I was fighting tears for most of the meal. Imagining the weight sitting on his little shoulders, feeling the pain in his mothers heart knowing how she must struggle just to feed her boys; and how the aches of hunger are nothing compared to the pain of knowing begging is the only way they might be full that night.
Here, poverty is everywhere. For many it’s a hand to mouth existence. People don’t worry about how they’re going to make it through the month, for many it’s a question of how they’ll make it through the day. Will they make enough today to feed themselves tonight?
1 in 8 people around the world suffer from chronic hunger. In the developing world, the increasing price of staple foods coupled with stagnant wages makes it increasingly difficult for people to feed themselves. The Moroccan government has long subsidized the cost of staples such as milk and wheat and just last month the prices of food and fuel were increased due to a cut back in subsidies that had protected consumers from the real costs of goods. It’s a political calculation as much as much as a humanitarian decision.
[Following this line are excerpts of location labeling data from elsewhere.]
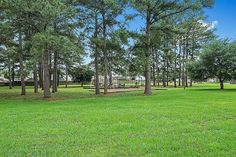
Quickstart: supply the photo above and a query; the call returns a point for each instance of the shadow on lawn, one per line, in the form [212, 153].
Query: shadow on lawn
[215, 89]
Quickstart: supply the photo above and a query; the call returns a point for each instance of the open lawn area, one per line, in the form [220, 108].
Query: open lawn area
[199, 121]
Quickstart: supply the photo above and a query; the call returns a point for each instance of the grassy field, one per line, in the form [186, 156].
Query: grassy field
[200, 121]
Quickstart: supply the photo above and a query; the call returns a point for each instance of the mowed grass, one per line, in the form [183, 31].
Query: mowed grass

Today is World Food Day and October Hunger Awareness Month. Hunger is a real problem around the globe and it’s not because people are lazy or they want to take advantage of “the system.” Americans waste billions of tons of food each year, just reducing consumption can make a big difference. I found this infographic on the World Food Day website that shows some of the statistics on waste.
Other ways to get involved can include donating to your local food bank, raising awareness in your community and on social media, or challenging yourself to budget better and consume less (the food stamp challenge or trying to eat on $1 a day are good examples).
There are so many stories here that I want to tell, and sometimes there is too much sadness, too many hardships, especially when it comes to children. I recently read this article on Slate about why tourists should not give money to child beggars, no matter how many good intentions they have. I have to agree.
I’d love to know, what are some of the ways you have gotten involved to help fight hunger in your local or global neighborhood?